Computer! Computer!

Shades of the famous Star Trek IV movie moment when Scotty tried to talk to his mouse, here is a sobering anecdote about how one woman went badly (but understandably) awry in usability testing:

Over the last several months we at Novell have sent a team of people around the world with a portable usability testing lab: two video cameras — one on the face, one on the hands — and a frame grabber, recording everything the user does. We ask our subjects to perform five or six simple tasks with GNOME and burn the result to a DVD.
…For example, we asked a lady to send mail to a friend. Against all odds, she started Evolution (nothing in the menus indicates that it’s a mail program; something we hadn’t realized before but which was immediately obvious after watching her stalk one-by-one through the menu items muttering to herself along the way).
The correct next step would have been for her to click on the “New” button that’s in the upper-left-hand corner of the window. This button didn’t even register for her, however. Instead, because she wanted to “send” a mail, she clicked repeatedly on the “Send” part of the “Send / Receive” button just to the right. For about a minute.

[Courtesy of Iain Lamb.]

Related posts:

  1. Are Rumors of Email’s Death Exaggerated?
  2. Grounded Airlines: Human Error vs.
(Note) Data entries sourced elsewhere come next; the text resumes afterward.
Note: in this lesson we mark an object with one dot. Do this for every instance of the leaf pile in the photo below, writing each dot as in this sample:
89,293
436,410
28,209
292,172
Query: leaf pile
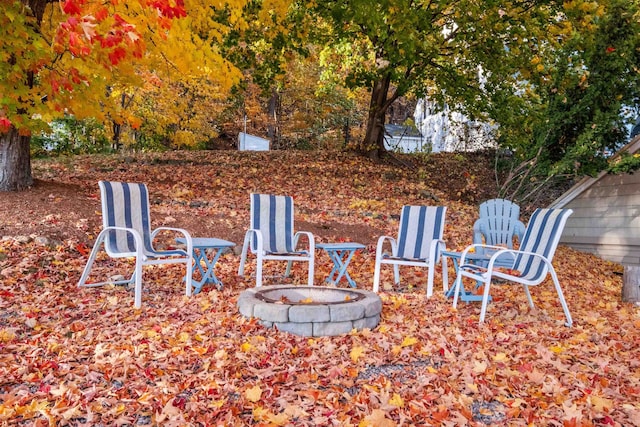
87,357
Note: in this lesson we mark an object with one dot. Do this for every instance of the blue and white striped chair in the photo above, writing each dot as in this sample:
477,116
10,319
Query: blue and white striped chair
531,262
271,236
419,243
127,233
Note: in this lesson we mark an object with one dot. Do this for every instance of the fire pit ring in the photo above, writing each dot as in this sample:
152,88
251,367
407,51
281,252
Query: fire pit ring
312,310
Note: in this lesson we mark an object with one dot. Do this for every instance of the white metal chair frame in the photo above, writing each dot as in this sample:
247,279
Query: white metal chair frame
255,237
537,250
420,258
114,216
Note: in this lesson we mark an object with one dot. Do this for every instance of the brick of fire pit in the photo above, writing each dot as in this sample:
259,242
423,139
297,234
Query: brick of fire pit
356,309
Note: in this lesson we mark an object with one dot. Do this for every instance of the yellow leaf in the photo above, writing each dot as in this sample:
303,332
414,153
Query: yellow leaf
253,394
500,357
279,419
6,335
601,404
396,400
377,418
408,341
356,352
479,367
556,349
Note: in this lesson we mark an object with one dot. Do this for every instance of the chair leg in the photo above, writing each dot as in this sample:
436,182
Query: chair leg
563,302
528,293
485,299
189,277
259,262
376,277
456,289
287,271
243,257
311,272
92,257
138,285
445,275
430,278
396,274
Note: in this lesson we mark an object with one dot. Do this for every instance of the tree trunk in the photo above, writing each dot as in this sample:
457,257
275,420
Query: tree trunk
273,126
373,143
15,161
631,283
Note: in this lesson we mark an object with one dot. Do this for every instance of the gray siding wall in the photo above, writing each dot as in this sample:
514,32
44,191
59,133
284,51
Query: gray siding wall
606,219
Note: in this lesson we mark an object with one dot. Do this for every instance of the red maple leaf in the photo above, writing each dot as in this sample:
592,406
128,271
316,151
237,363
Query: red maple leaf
72,7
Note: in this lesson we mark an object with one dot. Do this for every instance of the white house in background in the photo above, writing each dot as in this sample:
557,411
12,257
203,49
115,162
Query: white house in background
403,139
449,130
247,142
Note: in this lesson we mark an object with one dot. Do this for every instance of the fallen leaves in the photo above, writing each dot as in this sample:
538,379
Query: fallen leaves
86,357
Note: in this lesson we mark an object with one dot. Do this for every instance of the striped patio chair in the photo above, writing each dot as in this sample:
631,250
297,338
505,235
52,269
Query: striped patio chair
126,232
271,236
419,243
498,223
530,263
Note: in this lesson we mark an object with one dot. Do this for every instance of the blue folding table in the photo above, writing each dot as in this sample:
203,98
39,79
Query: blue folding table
207,250
340,254
472,258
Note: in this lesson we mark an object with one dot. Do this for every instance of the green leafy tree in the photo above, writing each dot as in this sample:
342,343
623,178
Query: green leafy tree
571,110
436,48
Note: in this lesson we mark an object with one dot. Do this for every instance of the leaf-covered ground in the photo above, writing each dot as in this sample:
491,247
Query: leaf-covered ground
87,357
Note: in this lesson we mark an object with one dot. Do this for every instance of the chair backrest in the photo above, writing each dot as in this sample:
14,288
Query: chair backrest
419,226
498,223
125,205
541,237
273,216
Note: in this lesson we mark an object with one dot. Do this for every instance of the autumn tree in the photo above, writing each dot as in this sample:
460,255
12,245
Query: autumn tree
94,59
46,74
435,48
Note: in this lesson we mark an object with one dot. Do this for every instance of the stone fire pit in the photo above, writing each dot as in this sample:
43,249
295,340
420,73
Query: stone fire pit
312,310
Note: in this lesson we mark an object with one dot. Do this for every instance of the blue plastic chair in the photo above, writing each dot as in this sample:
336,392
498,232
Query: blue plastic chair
272,237
530,263
419,243
127,233
498,223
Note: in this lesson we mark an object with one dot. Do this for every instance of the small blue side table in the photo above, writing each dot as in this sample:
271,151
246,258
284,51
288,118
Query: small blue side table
472,258
207,249
340,254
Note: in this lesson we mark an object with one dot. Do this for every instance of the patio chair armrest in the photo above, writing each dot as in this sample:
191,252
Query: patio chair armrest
310,238
520,228
476,247
380,246
185,234
136,236
437,246
253,237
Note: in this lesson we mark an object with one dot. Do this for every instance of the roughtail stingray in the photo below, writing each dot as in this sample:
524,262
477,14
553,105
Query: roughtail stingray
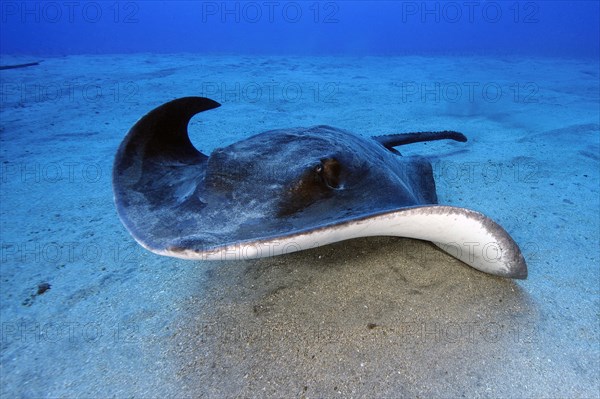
287,190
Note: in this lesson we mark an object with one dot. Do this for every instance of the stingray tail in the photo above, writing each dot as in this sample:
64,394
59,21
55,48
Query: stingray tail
390,141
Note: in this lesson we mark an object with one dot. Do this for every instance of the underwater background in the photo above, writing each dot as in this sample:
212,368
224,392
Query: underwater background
548,28
87,312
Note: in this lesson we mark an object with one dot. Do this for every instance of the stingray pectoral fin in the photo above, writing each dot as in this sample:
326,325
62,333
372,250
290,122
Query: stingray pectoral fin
467,235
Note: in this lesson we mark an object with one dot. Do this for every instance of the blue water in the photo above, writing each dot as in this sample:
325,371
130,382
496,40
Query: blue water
365,318
547,28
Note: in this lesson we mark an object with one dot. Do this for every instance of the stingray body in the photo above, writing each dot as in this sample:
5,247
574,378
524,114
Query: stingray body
287,190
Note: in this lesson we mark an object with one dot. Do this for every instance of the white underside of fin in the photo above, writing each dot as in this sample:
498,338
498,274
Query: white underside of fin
465,234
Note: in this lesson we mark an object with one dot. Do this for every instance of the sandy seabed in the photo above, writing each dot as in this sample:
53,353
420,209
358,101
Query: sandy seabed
377,317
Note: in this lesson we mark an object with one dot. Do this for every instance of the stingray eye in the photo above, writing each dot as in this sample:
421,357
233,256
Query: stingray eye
329,170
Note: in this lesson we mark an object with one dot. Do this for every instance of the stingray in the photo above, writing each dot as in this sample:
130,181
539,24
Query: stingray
288,190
Computer Error
  3. Why Don’t Elevator Buttons Come With Undo?
  4. The Declining Cost of Customer Acquisition
  5. Email Pathologies and Phobias

Comments

  1. Anonymous Coward says:

    An alternative re-telling of this story might involve marketing telling engineering that the menu entry had to be ‘(company name) (brand name)’ instead of ‘Email’, even though engineering repeatedly protested that it would be impossible to find. Ahem.

  2. KMan says:

    There are no user failures. There are only product design failures. From the snippet provided, it is easy to see the defects in Novell’s interface. Having made an error (pressing SEND), she got no feedback to help her achieve what she wanted to achieve.
    There are lots of stories out there about “dumb” users, but the reality is that there are only dumb designs and broken prduct development efforts.
    The stupidity of calling a mail application “Evolution” is another notable point in this example. Apple has it exactly right: its mail application is called “Mail”.